Title: Auditing data streams for correlated glitches
Authors: Ji Meng Loh; Tamraparni Dasu
Addresses: New Jersey Institute of Technology, University Heights, Newark, NJ 07102, USA ' AT&T Labs Research, 180 Park Avenue, Florham Park, NJ 07976, USA
Abstract: Cellular networks carry massive volumes of voice, text and data traffic every second. The networks are monitored constantly to measure network performance, detect traffic congestion, identify anomalies, and to serve other customer service and network support functions. Data collected from mobility networks is used to make many critical decisions. The quality of the information plays an important role in the effectiveness of these decisions. Therefore, it is important to ensure that the data collected from cellular networks meet quality standards. In particular, identifying glitches that are correlated can help in isolating root causes and facilitate more efficient problem solving in the network, as well as quicker data repairs. In this paper, we present a methodology for automated auditing of massive, complex data streams with a focus on correlated glitches, and a case study that illustrates the application of this methodology. The methodology has two main components: a set of logical constraints that embody domain specific information, and statistical methods for identifying correlated glitches to enable automated quantitative cleaning of data. Together, the two components provide a comprehensive yet customisable set of criteria for evaluating information quality as a function of time and network topology.
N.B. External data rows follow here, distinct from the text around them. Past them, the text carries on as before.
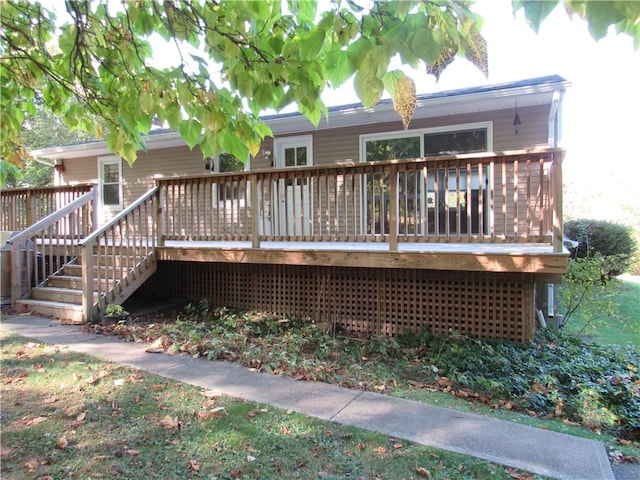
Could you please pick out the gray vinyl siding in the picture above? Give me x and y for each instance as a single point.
(330, 146)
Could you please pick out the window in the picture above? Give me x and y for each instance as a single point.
(110, 182)
(226, 163)
(437, 201)
(450, 143)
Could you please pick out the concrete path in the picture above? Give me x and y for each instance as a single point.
(536, 450)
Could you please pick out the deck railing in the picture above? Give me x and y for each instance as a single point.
(512, 197)
(22, 207)
(119, 256)
(42, 249)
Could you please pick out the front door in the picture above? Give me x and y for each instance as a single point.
(294, 194)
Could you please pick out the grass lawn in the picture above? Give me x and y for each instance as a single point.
(622, 325)
(67, 415)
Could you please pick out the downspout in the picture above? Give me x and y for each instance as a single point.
(553, 137)
(553, 134)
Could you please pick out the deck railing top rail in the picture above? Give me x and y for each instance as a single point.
(24, 206)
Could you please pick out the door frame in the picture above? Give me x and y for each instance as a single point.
(285, 191)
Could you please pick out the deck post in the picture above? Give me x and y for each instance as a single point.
(255, 212)
(87, 281)
(556, 191)
(162, 198)
(30, 207)
(393, 208)
(16, 273)
(94, 208)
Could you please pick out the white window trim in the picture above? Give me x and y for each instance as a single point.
(364, 138)
(112, 159)
(295, 141)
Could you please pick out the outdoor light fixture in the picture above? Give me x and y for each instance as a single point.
(516, 119)
(267, 156)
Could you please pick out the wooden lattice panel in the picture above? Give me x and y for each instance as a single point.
(364, 300)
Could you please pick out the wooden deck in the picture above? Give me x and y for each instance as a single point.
(456, 243)
(532, 258)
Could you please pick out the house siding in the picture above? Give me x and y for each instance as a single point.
(330, 146)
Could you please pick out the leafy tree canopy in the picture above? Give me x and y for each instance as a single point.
(236, 59)
(599, 14)
(92, 66)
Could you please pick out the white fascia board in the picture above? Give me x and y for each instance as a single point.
(444, 105)
(425, 108)
(94, 149)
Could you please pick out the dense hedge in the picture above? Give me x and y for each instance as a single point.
(612, 240)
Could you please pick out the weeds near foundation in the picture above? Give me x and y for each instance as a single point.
(553, 377)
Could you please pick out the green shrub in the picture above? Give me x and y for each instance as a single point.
(613, 241)
(585, 281)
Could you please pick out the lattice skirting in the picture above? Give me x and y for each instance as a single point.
(366, 300)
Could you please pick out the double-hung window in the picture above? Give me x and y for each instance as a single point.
(446, 200)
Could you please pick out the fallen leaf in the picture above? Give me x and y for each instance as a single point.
(211, 394)
(32, 465)
(93, 379)
(62, 443)
(170, 422)
(73, 411)
(256, 411)
(19, 378)
(30, 422)
(444, 382)
(423, 472)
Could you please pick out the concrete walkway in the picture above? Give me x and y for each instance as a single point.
(536, 450)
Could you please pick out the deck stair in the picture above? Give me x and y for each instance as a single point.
(60, 295)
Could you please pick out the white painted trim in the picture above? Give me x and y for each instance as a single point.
(111, 159)
(364, 138)
(287, 142)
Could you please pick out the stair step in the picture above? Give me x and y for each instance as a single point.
(70, 281)
(45, 308)
(57, 294)
(113, 260)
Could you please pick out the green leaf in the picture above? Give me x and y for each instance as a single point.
(535, 11)
(305, 10)
(357, 51)
(311, 44)
(601, 15)
(190, 130)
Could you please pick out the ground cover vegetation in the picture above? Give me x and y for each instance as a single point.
(67, 415)
(554, 377)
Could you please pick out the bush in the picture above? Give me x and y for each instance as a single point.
(613, 241)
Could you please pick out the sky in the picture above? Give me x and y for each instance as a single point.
(601, 126)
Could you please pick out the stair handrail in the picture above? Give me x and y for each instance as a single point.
(40, 226)
(88, 243)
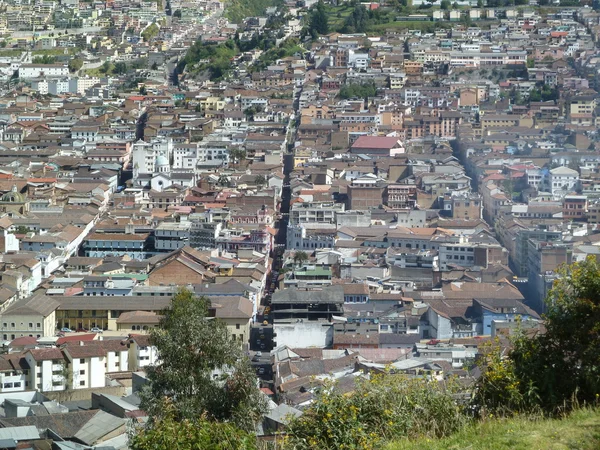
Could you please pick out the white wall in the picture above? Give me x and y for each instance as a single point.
(304, 334)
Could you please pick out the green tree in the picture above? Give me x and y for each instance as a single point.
(120, 68)
(202, 372)
(558, 369)
(105, 68)
(260, 181)
(530, 63)
(237, 154)
(170, 433)
(150, 32)
(318, 21)
(384, 408)
(75, 64)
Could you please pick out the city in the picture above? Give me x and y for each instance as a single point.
(355, 187)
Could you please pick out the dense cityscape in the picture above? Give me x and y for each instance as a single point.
(354, 188)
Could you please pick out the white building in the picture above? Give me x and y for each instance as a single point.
(28, 71)
(561, 181)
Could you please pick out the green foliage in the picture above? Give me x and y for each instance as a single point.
(44, 59)
(238, 10)
(383, 408)
(202, 371)
(150, 33)
(217, 57)
(577, 431)
(289, 47)
(318, 21)
(170, 433)
(358, 21)
(356, 90)
(75, 64)
(559, 369)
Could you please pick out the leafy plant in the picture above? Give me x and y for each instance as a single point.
(383, 408)
(202, 371)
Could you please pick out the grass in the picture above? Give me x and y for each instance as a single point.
(579, 431)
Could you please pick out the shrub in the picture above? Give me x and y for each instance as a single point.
(380, 409)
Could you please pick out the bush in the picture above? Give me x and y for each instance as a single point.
(558, 370)
(169, 433)
(382, 408)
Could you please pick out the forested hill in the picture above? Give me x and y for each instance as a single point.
(238, 10)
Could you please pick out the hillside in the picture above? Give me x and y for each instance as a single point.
(581, 430)
(237, 10)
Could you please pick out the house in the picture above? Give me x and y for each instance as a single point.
(87, 365)
(141, 352)
(377, 145)
(33, 316)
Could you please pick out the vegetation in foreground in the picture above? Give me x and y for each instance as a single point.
(549, 376)
(203, 383)
(580, 430)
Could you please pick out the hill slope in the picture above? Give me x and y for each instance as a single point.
(237, 10)
(581, 430)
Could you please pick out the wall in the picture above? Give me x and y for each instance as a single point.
(304, 334)
(439, 327)
(86, 394)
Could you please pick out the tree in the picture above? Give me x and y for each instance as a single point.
(260, 181)
(105, 68)
(237, 154)
(558, 369)
(150, 33)
(202, 372)
(530, 63)
(120, 68)
(168, 432)
(75, 64)
(318, 21)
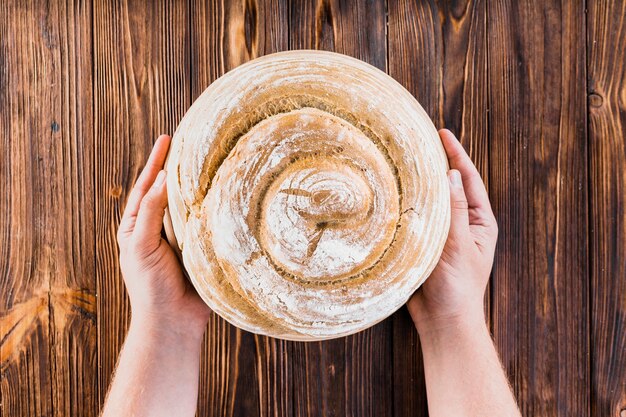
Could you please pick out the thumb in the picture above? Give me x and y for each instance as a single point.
(459, 218)
(150, 216)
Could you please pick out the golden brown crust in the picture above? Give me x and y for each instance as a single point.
(308, 195)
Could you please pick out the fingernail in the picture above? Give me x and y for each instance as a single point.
(159, 179)
(455, 178)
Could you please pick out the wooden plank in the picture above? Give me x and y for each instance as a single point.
(607, 189)
(538, 165)
(352, 375)
(439, 54)
(47, 315)
(242, 374)
(141, 89)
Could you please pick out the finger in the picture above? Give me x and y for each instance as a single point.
(150, 216)
(147, 176)
(477, 197)
(459, 218)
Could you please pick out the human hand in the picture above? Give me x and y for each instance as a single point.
(454, 292)
(160, 296)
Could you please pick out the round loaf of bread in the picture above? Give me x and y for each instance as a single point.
(308, 196)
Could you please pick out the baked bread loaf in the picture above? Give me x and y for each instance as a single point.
(308, 196)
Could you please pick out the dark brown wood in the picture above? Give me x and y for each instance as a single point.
(607, 202)
(249, 375)
(141, 89)
(538, 173)
(534, 91)
(438, 52)
(48, 303)
(351, 376)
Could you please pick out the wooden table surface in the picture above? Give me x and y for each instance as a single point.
(536, 91)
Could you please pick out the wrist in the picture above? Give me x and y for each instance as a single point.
(167, 328)
(466, 322)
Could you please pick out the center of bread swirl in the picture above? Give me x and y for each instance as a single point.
(309, 215)
(307, 193)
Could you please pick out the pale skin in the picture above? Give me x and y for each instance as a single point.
(158, 369)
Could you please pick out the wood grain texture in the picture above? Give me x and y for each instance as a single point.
(47, 313)
(538, 172)
(141, 89)
(253, 378)
(536, 92)
(438, 52)
(607, 196)
(349, 376)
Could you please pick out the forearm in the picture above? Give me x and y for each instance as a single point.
(464, 376)
(157, 373)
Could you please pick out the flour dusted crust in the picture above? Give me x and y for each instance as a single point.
(308, 195)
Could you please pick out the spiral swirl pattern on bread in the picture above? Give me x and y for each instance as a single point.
(308, 196)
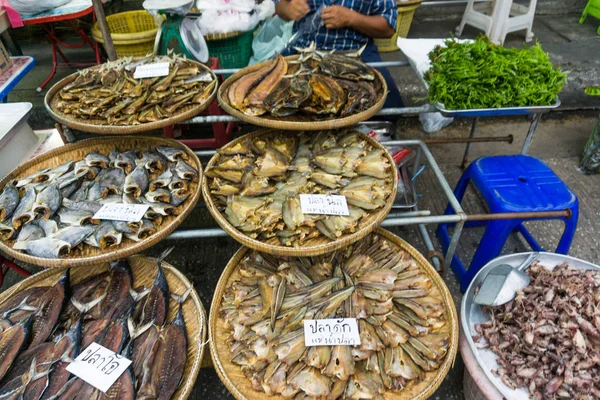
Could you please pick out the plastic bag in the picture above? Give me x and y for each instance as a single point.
(307, 26)
(590, 159)
(32, 7)
(225, 21)
(270, 39)
(433, 122)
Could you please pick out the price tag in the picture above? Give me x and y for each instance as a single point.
(122, 212)
(151, 70)
(326, 204)
(99, 366)
(331, 332)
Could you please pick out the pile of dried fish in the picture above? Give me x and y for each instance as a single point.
(318, 84)
(548, 338)
(51, 212)
(256, 184)
(110, 95)
(44, 328)
(400, 319)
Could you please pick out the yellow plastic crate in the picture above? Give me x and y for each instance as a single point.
(133, 33)
(405, 16)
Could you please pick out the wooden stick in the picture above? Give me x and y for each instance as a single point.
(101, 18)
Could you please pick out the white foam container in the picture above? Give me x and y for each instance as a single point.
(17, 140)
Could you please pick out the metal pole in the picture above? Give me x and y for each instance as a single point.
(484, 139)
(517, 215)
(108, 44)
(532, 129)
(468, 146)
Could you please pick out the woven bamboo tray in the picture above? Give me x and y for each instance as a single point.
(241, 388)
(317, 246)
(296, 122)
(97, 125)
(144, 271)
(88, 255)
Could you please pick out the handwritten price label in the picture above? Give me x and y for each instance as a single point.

Keywords: data quality; correlated glitches; automated detection; data stream mining; spatio-temporal analysis; hierarchical data; information quality; network monitoring; mobile networks; cellular networks; data collection; automated auditing; data stream auditing.
International Journal of Information Quality, 2013 Vol.3 No.2, pp.85 - 106
Received: 27 Mar 2012
Accepted: 08 Sep 2012
Published online: 26 Jul 2014 *